The constant need to know customer wants, needs and, most important, how they hold you accountable, drives knowledge maximization. Knowledge maximization results from Six Sigma's "VOTC" (voice of the customer), customer councils and visits, product and other collaboration, interactive communications, etc. 

The goal of operational maximization is customer-centricity. Customer-centricity involves more than segmented customer service. It also involves leadership and change management, R&D/product development and pricing. One overlooked area is compensation and pricing. Unless the organization, and especially the sales force, is compensated based on retention and customer profitability, they will continue to concentrate on acquisition, inevitably resulting in the 20% (or greater) customer churn that steals profitability. 

Results maximization depends on measurement, measurement, measurement. By using surveys/audits, financial analysis, and operational and other reporting, companies must measure customer equity growth, retention, lead conversion, sales cycle length, responsiveness and other areas. 

Do customers ever think about or care about your brand architecture? Does your "brand architecture" make a measurable contribution to profitability? Do customers really care that you have, in Aaker's words, "organized and structured a brand portfolio by specifying brand roles and the nature of relationships between them and their markets."

Not likely.

So all this means that you might as well play with Lego blocks as develop a "brand architecture," If you truly believe that customers represent the strategic foundation of your business, then invest in a customer architecture today. After all, without customers, even the most organized and structured "brand architecture" will collapse like a house of cards.

Winning the Brand

Winning the brand relevance competition requires finding the right “must have,” bringing it successfully to market and then growing the resulting business.
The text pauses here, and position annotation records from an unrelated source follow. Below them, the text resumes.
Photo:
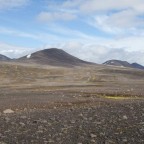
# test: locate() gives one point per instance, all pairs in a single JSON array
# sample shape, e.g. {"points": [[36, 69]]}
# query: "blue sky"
{"points": [[92, 30]]}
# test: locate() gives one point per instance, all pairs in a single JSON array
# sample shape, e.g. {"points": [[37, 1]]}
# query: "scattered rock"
{"points": [[125, 117], [92, 135], [8, 111]]}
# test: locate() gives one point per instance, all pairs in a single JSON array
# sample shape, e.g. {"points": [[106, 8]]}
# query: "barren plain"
{"points": [[94, 104]]}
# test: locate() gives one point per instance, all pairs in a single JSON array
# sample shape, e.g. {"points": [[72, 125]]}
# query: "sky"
{"points": [[92, 30]]}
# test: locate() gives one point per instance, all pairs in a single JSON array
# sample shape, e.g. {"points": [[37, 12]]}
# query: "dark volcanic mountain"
{"points": [[53, 56], [4, 58], [136, 65], [123, 64]]}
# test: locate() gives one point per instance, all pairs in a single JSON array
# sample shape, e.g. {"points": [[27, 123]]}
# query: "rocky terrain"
{"points": [[41, 104], [54, 57], [123, 64], [4, 58]]}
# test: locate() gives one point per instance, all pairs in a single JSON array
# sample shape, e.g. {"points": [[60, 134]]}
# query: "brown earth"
{"points": [[79, 105]]}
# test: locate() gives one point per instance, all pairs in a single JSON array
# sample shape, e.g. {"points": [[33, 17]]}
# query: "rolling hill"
{"points": [[123, 64], [4, 58]]}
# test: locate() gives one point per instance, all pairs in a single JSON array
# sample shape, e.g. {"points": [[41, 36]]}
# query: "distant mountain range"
{"points": [[54, 57], [123, 64], [4, 58], [58, 57]]}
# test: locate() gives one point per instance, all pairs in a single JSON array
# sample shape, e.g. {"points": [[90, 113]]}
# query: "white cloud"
{"points": [[14, 51], [100, 53], [55, 16], [108, 15], [9, 4]]}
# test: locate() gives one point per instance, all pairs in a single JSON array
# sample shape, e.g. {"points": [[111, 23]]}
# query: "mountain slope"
{"points": [[136, 65], [117, 63], [4, 58], [53, 56], [123, 64]]}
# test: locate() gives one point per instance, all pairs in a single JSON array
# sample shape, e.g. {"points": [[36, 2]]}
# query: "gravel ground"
{"points": [[111, 122]]}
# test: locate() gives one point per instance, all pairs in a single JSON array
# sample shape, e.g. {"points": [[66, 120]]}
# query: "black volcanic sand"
{"points": [[99, 121]]}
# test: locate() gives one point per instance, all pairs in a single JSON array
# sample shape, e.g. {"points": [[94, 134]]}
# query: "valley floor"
{"points": [[73, 109]]}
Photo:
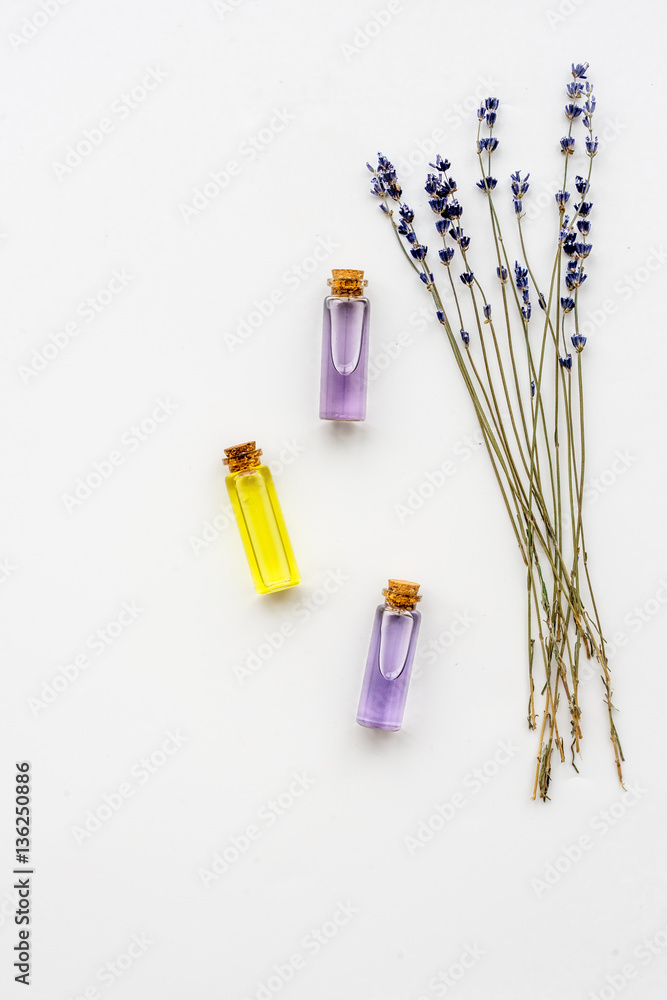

The problem is that success breeds competitors, and the benefits of pioneering a new category or subcategory can be short-lived. A key step is to create barriers such as ongoing innovation, a large group of satisfied or even passionate customers, proprietary technology and preempted distribution. 

The ultimate barrier is to become the exemplar of the new category or subcategory, the brand that represents it in the minds of the customers. The exemplar brand is, by definition, relevant in that it will always be considered when an option from that category or subcategory is sought.